Para el que escucha la llamada del Señor a pronunciar el sí de toda una vida, puede surgir la indecisión y el miedo. Es normal. Además, ese temor no tiene por qué ser malo, sino que muchas veces es una muestra de que valoramos la importancia de lo que Dios nos pide. Y esto nos produce un cierto vértigo. Si todo nos diera igual no sentiríamos miedo. Dios cuenta con ello, por eso va preparando todo, en la vida de cada uno, para que seamos capaces de acoger lo que Él nos pide. La llamada de Dios produce en nosotros temor o admiración porque percibimos la “grandeza” de lo que nos está sucediendo y, a la vez, hacia donde nos llevaría pronunciar un sí. Pero Dios, en esa misma llamada, nos ilumina interiormente y nos fortalece para que superemos el miedo natural y nos abramos a la confianza. Una confianza que Él ha depositado en lo íntimo de nuestra existencia y que pide ser escuchada, liberada... Por lo tanto, la clave no está en el miedo, sino en cómo reaccionamos ante ese miedo. De hecho, lo que distingue a un cobarde de un valiente no es el miedo, sino su capacidad de superarlo. 

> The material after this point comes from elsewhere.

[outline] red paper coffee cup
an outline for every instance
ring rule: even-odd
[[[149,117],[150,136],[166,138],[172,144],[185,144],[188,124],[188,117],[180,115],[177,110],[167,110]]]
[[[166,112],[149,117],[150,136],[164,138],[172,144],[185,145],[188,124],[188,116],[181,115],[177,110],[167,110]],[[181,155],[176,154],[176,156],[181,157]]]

El miedo siempre aparece ante las decisiones importantes, pues siempre suponen asumir un riesgo que no tiene nada que ver con la temeridad o la precipitación, sino con aceptar el valor de tomar decisiones definitivas. Es preciso despertar el valor de atreverse a tomar decisiones definitivas, que en realidad son las únicas que hacen posible el crecimiento, caminar hacia adelante y alcanzar cualquier cosa importante en la vida, las únicas que no destruyen la libertad, sino que le ofrecen el mejor camino. Arriesgarse a dar este salto, tomar decisiones definitivas para poder acoger plenamente una llamada que encierra la certeza de ser plenamente feliz. Será siempre un riesgo, es verdad, ¡pero un riesgo en manos de Dios!

¿Cómo quedarse paralizado por el miedo cuando la Iglesia está sacudida por todas partes y el mundo asediado por la desesperanza y el desaliento? Querido amigo, ahora es el momento crucial para una respuesta valiente. El Señor quiere contar con tu fuerza, con tu palabra, con tus muchas capacidades, con tu oración confiada, con tu amor incondicional y sin rebajas... No te pierdas en discusiones inútiles, en críticas fáciles y en diagnósticos pesimistas. Tampoco te dejes invadir por la indiferencia. Ahora es el momento de pronunciar un sí, un aquí estoy sin demora... Recuerda: ¡quien no arriesga, tampoco vive de verdad!